Essa distância entre lei - boa - e prática - ainda a desejar - é objeto de reflexão da coordenadora da Anced, Eliana Athayde. "As leis costumam vir depois que já existe a prática, para consolidá-la. Nós, os brasileiros, preferimos primeiro conquistar a lei - muito por causa do momento sociopolítico que vivíamos, de construção da Constituição. Dessa forma, criamos a legislação que retrata a realidade que queremos que exista. Nessa perspectiva, é utópica", pondera. Mas justamente por representar uma realidade ideal de tratamento de crianças e adolescentes é que o ECA é importante e deve ser seguido.
Celebrado como avançado 15 anos atrás, ainda hoje o ECA inova. Os conselhos continuam sendo uma forma inovadora de promover a participação da comunidade no controle de políticas públicas, especialmente se comparados às legislações de outros países. Algumas alterações permitem que ele vá sendo atualizado. Foi o caso da atualização feita em 2003 para melhorar o artigo 241, que trata de pornografia infantil. Assim, o ECA é hoje a única lei que prevê o crime de pornografia infantil na internet, especificando ser crime a veiculação de imagens pornográficas com menores de 18 anos na rede mundial de computadores. A pena para quem cometer esse crime é de dois a oito anos de cadeia.
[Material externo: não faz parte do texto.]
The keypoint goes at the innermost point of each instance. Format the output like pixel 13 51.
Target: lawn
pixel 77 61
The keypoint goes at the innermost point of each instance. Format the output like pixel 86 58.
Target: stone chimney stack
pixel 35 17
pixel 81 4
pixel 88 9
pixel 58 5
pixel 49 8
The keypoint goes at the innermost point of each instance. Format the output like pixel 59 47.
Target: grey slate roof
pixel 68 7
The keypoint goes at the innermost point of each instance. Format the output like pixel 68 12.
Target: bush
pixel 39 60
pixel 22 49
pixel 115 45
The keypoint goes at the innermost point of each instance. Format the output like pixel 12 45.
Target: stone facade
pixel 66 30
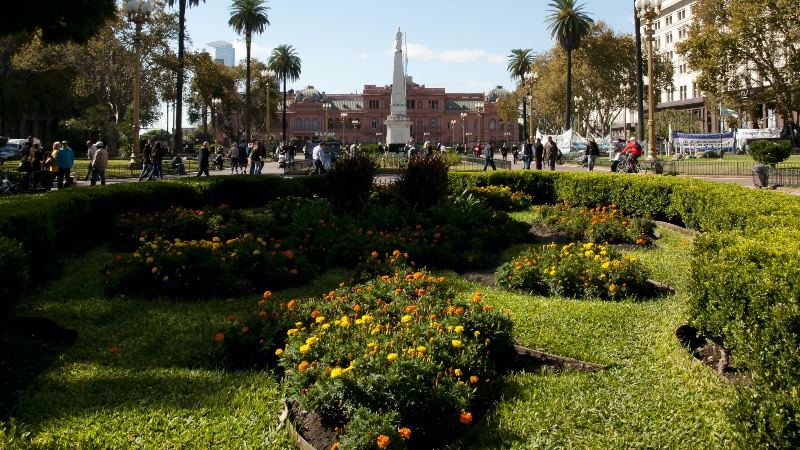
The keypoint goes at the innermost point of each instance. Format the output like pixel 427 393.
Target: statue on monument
pixel 398 41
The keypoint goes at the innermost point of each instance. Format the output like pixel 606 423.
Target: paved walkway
pixel 271 168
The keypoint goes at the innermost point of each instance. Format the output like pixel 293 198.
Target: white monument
pixel 398 124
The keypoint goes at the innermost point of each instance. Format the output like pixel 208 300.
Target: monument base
pixel 398 129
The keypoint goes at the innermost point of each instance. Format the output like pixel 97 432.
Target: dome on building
pixel 309 93
pixel 498 93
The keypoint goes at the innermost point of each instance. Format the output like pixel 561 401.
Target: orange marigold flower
pixel 383 441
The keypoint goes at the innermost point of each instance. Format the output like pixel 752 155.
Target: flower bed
pixel 575 270
pixel 402 360
pixel 598 225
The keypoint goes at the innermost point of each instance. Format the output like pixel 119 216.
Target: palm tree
pixel 248 17
pixel 286 64
pixel 568 24
pixel 519 63
pixel 182 4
Também em 2003 o rigor do artigo 143, que preserva a identidade e a imagem da criança ou do adolescente que comete ato infracional, foi aumentado. Além de divulgar ou publicar fotografia, referência a nome, apelido, filiação, parentesco e residência, também se tornou proibido citar as iniciais dos jovens infratores. A pena para quem não obedecer ao artigo passou para seis anos. As mudanças que dizem respeito à idade mínima para trabalho na condição de aprendiz também ajudaram a atualizar o ECA. Antes, podiam trabalhar nessa condição as crianças com menos de 14 anos. Atualmente, apenas aquelas de 14 a 16 anos.
Com atualizações como essas e por sua própria característica progressista, o estatuto permanece sendo uma legislação avançada. “É sintonizado com os anseios da sociedade brasileira na luta histórica por justiça. E não já justiça nem democracia se não incluir crianças e adolescentes”, avalia Roseno. Silva tem opinião semelhante. Para o presidente do Conanda, “se compararmos o ECA com várias legislações internacionais, é avançado. E se pensarmos na realidade brasileira, vemos que, além de avançada, é imprescindível”. Eliana faz coro: “Por todos os motivos que já mencionei, além de utópico, é necessário”.